Not far from the iconic city of Carrara, in the heart of the Apuan Alps, and uncommonly for Italian expectations in this field, the history of this valley and its force break down any stereotypes about the world of marble, about quarriers and those who live there. This history merges images and imagination and results in sometimes bitter yet never banal narration, which provides an alternative, new, discouraging point of view. The rays of sunshine barely reach out to here, let alone the first pages of magazines and the flashes of photographers. Here, all voids are filled. Filled with stories about courage – that of an abandoned valley and of those who still live here, among all its wounds, contradictions and natural limits.

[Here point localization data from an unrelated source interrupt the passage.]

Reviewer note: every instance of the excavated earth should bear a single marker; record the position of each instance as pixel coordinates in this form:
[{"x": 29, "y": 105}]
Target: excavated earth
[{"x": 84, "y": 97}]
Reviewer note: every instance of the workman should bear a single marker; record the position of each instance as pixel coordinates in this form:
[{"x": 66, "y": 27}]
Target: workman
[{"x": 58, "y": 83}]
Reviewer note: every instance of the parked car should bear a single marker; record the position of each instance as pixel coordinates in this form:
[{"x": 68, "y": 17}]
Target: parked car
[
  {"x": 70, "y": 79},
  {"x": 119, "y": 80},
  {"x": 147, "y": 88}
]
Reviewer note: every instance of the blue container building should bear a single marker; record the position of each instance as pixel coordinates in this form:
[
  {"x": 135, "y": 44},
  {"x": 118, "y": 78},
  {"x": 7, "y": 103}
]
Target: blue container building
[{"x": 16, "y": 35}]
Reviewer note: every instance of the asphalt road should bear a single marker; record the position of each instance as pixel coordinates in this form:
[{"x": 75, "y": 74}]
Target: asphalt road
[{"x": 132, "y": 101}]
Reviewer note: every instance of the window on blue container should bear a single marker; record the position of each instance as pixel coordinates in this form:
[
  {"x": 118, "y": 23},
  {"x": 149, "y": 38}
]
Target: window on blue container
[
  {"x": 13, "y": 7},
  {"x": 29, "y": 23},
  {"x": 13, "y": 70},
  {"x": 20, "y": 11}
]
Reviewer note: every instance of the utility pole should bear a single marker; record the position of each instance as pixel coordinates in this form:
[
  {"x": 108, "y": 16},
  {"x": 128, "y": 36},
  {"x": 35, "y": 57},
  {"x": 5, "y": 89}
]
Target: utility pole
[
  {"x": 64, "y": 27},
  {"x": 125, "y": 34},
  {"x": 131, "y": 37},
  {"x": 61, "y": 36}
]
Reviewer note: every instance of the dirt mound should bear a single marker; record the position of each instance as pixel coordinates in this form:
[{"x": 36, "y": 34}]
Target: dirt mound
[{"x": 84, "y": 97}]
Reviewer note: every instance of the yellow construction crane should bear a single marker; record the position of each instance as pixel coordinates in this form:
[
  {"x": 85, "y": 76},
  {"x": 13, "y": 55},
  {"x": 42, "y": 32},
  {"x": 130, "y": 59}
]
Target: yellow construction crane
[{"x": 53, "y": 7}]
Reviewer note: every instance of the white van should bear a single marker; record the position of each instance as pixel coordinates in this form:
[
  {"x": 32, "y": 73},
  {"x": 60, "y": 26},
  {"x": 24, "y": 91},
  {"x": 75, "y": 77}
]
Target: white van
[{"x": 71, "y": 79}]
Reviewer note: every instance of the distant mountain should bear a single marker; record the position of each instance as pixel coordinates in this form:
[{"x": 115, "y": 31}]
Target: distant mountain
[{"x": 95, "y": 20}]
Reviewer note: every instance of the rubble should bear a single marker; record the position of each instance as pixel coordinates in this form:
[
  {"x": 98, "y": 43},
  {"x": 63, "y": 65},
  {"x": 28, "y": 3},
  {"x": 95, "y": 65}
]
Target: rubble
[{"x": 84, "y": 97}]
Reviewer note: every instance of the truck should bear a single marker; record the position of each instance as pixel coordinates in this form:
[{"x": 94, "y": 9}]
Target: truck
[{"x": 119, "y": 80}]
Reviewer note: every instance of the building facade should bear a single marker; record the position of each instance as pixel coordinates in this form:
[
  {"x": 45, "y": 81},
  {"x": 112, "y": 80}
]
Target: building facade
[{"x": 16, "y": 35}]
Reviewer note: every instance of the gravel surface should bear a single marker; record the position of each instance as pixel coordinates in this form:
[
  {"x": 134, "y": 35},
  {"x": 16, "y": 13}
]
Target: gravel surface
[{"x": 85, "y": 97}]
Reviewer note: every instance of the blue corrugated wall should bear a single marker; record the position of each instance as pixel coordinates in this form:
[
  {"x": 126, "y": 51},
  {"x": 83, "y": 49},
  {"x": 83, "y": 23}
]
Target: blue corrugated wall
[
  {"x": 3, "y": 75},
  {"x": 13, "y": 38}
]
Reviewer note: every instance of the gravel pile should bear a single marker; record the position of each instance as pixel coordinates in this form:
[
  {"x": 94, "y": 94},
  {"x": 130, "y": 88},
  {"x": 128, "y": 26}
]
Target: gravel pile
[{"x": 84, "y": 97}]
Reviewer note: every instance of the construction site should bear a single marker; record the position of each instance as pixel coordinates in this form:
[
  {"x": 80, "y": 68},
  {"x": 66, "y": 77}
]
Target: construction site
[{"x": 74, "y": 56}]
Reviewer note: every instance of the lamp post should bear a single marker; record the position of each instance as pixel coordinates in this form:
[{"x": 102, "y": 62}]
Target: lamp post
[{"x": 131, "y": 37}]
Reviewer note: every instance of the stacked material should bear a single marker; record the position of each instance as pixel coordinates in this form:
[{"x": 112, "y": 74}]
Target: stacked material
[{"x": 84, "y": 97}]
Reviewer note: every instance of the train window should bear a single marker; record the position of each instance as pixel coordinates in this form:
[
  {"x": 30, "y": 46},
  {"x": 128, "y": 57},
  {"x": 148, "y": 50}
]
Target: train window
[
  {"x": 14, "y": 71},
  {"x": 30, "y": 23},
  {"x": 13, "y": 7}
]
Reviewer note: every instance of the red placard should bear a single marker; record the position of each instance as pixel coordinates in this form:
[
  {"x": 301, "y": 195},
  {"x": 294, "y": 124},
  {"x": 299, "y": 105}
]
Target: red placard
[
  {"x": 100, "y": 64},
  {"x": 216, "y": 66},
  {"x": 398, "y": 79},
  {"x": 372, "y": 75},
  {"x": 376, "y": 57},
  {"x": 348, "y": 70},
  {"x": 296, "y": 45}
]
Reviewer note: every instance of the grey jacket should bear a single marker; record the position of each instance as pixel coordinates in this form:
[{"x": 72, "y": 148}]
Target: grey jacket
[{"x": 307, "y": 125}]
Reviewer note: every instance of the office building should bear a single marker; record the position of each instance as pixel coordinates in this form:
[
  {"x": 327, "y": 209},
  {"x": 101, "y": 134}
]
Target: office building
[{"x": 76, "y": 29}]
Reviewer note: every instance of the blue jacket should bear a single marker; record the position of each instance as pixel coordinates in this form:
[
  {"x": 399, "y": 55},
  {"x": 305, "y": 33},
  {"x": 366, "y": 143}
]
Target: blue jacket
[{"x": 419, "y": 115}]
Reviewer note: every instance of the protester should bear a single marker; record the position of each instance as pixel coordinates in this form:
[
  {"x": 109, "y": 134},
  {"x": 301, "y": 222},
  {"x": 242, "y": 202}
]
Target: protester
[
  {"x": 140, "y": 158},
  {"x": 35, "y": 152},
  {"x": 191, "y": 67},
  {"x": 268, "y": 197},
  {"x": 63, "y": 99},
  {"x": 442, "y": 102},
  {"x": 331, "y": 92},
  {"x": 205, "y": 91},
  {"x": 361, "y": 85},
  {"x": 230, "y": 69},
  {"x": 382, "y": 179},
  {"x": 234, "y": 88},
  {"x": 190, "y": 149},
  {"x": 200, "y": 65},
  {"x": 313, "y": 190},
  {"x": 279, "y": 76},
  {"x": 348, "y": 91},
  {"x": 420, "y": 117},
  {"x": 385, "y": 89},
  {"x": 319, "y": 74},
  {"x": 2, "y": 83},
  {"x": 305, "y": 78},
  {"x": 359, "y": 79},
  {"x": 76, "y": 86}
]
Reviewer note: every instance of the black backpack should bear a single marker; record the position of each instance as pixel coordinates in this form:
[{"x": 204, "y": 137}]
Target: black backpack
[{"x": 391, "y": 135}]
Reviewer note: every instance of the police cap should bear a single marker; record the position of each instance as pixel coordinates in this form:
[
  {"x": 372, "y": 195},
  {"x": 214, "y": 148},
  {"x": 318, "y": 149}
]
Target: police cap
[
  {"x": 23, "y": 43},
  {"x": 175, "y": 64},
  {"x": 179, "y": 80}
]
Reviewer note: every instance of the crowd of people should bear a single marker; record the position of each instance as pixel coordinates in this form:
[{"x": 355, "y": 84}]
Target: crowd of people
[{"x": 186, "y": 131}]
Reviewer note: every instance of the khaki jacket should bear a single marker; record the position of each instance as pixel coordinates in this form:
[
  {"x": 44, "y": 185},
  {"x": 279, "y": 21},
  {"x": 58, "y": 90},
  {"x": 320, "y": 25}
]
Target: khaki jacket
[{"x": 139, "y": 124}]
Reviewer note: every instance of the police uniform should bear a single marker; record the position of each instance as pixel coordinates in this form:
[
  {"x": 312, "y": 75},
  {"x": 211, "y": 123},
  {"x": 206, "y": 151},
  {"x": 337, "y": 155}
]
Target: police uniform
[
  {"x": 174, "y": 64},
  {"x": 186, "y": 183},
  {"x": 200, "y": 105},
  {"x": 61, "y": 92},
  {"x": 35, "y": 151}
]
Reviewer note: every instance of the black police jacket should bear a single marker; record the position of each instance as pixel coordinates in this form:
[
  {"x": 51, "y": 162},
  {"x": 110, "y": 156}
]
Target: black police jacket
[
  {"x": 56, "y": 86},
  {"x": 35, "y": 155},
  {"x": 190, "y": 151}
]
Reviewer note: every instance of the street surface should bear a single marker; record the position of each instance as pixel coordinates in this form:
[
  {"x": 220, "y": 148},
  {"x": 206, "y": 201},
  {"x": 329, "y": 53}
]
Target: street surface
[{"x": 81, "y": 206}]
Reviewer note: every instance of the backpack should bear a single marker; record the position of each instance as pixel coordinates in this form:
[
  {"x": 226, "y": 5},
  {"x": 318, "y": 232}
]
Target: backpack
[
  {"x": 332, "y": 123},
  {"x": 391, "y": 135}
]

On one side this tough nature hardly allows space for man-made constructions, yet on the other side it lets quarriers reach its very heart with their apparently unnatural lengthwise cuts, which in fact follow the geological patterns of marble layers. The antagonist here, if there is one, is history, which is always such a severe teacher: think of the industrial revolution, whose – mainly negative – effects have deeply affected the valley, and think of the massacre of about a hundred people. This is why it is of little importance that this place is barely reached by the rays of sunshine, because here I could actually arrive. And I came back. After all, here one could well imagine to be able to look at the sea from the ‘Dolomites’ or to walk on the austere lunar soil. One may also find a shepherd writing poetry, or a quarrier with a university degree; and even meet a hunter who prefers using his legs for trekking to using his rifle for killing, or a sculptor considering his solitude an opportunity.



Ettore Moni is a Parma (Italy) based photographer, documents contemporary visions of urban landscape and personal project with a large-format camera (4×5).